Alisha Sinha joined Summitry in the role of Business Development Associate, helping the team engage with new and prospective clients, organize efforts with our partners at Charles Schwab and elsewhere to ensure that the experience of becoming a Summitry client is smooth and efficient. A graduate of California Polytechnic State University, San Luis Obispo (“Cal Poly”) with a Bachelor of Science degree in Business Administration, Alisha has had a fascinating professional background in M&A advisory services for RSM, and in legal case analysis for the alternative asset management firm, Legalist. Alisha is an avid reader and a loving cat owner.
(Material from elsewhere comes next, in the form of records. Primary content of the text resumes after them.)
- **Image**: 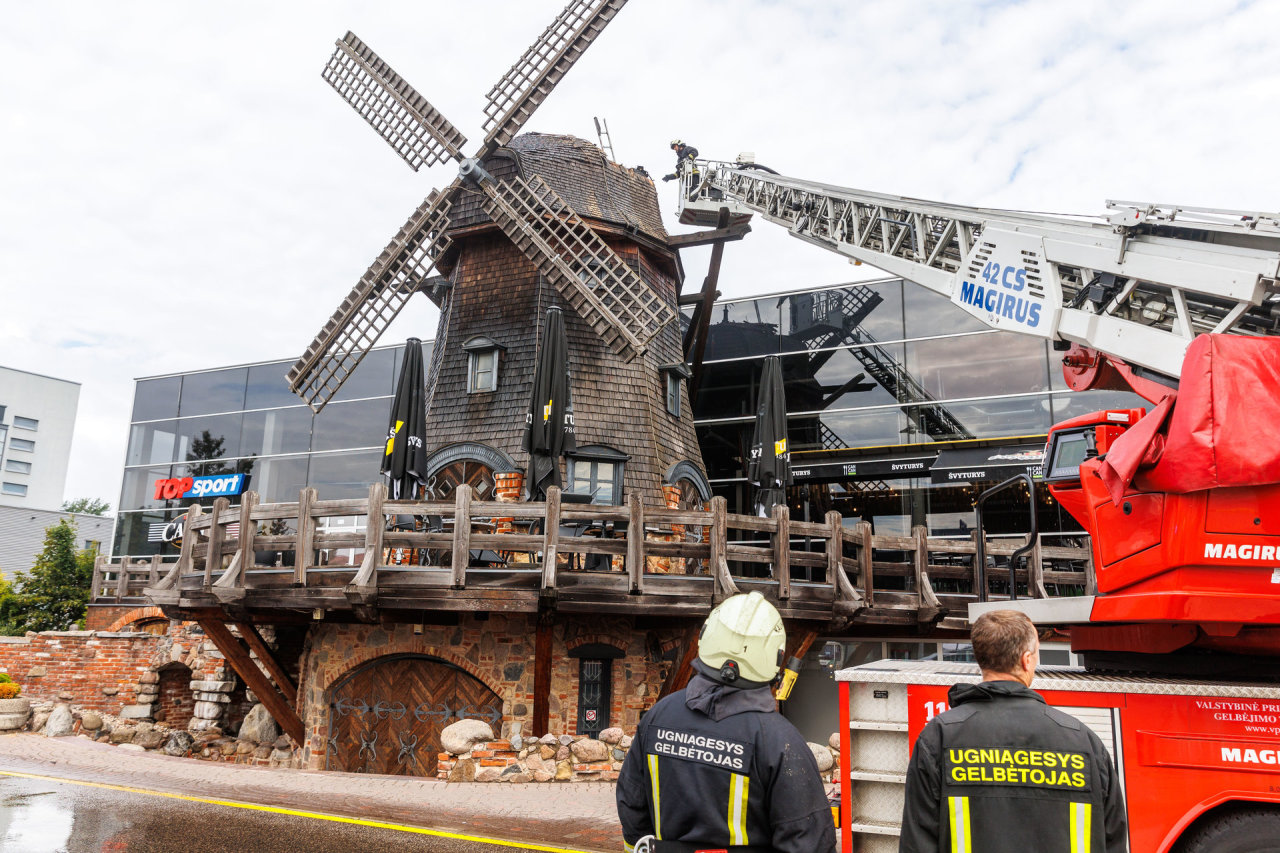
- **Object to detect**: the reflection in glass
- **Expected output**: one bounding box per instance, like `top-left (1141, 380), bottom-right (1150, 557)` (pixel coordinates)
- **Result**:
top-left (902, 282), bottom-right (991, 338)
top-left (239, 406), bottom-right (311, 456)
top-left (311, 397), bottom-right (392, 451)
top-left (244, 361), bottom-right (300, 409)
top-left (178, 368), bottom-right (248, 418)
top-left (906, 332), bottom-right (1048, 400)
top-left (124, 420), bottom-right (178, 465)
top-left (778, 280), bottom-right (902, 352)
top-left (131, 377), bottom-right (182, 420)
top-left (307, 451), bottom-right (383, 501)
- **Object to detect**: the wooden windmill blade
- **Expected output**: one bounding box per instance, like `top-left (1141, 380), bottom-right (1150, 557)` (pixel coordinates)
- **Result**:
top-left (321, 32), bottom-right (467, 172)
top-left (480, 177), bottom-right (677, 361)
top-left (477, 0), bottom-right (627, 153)
top-left (285, 184), bottom-right (457, 411)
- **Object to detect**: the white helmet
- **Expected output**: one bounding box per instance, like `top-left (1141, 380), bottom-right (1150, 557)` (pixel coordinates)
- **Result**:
top-left (698, 592), bottom-right (787, 688)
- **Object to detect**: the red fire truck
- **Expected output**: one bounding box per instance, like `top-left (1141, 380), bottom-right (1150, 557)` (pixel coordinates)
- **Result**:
top-left (681, 161), bottom-right (1280, 853)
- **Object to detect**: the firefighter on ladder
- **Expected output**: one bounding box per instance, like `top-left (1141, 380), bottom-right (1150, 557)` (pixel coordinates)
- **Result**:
top-left (617, 592), bottom-right (836, 853)
top-left (662, 140), bottom-right (701, 195)
top-left (899, 610), bottom-right (1129, 853)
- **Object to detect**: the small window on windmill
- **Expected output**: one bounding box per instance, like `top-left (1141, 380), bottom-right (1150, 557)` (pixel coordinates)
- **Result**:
top-left (462, 337), bottom-right (507, 394)
top-left (658, 364), bottom-right (694, 418)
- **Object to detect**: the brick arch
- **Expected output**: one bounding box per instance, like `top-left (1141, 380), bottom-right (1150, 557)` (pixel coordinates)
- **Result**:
top-left (106, 607), bottom-right (169, 631)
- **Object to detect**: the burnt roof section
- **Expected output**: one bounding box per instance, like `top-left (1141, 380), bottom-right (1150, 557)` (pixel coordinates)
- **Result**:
top-left (449, 133), bottom-right (667, 246)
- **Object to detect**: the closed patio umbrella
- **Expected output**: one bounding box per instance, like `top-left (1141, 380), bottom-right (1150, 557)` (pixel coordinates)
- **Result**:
top-left (524, 307), bottom-right (577, 501)
top-left (381, 338), bottom-right (426, 500)
top-left (746, 356), bottom-right (791, 516)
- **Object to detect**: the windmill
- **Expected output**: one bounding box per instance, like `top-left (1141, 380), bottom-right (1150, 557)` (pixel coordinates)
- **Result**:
top-left (288, 0), bottom-right (709, 502)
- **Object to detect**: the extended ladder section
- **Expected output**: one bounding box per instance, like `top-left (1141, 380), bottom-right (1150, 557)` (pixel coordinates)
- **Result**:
top-left (680, 161), bottom-right (1280, 377)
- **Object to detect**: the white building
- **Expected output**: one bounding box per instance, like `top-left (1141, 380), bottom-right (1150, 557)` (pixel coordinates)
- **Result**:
top-left (0, 368), bottom-right (79, 511)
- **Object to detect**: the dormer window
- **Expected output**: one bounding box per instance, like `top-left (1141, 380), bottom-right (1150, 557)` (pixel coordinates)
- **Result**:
top-left (658, 364), bottom-right (694, 418)
top-left (462, 336), bottom-right (507, 394)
Jaime Kauble serves as the firm’s Office Administrator, handling the complex and growing needs of a 40+ person organization. When you meet Jaime, you will know why we have her seated at the front desk, in a position to meet and greet the important people who walk through our front door. With years of client services and event coordination roles in hospitality industries, including at golf clubs in Northern California, Jaime knows how to deliver great customer satisfaction and client experience. She has also served some really tough customers, as a local elementary school teacher. Jaime graduated from University of California, Santa Barbara with a Bachelor of Arts degree in Sociology. A resident of San Mateo, Jaime enjoys hiking, spending time with family and friends, caring for her dog and traveling.
The Office is Open
As was suggested in the previous paragraph, the office is open and we are hosting clients and friends in meetings in our conference rooms. We have gained a lot of proficiency with the use of Zoom to conduct meetings, but we have also noticed that there is something intangible gained from old-fashioned face-to-face connections. We would be delighted and honored to have you pay us a visit in our offices for your next meeting with our Financial Advisors.
We look forward to speaking with you, please drop us a note or give us a call.
Past performance is not indicative of future results. The securities identified and described do not represent all of the securities purchased, sold or recommended for client accounts. The reader should not assume that an investment in the securities identified was or will be profitable. An index is a hypothetical portfolio of securities representing a particular market or market segment used as an indicator of the change in the securities market. Indexes are unmanaged, do not incur fees and expenses and cannot be invested in directly.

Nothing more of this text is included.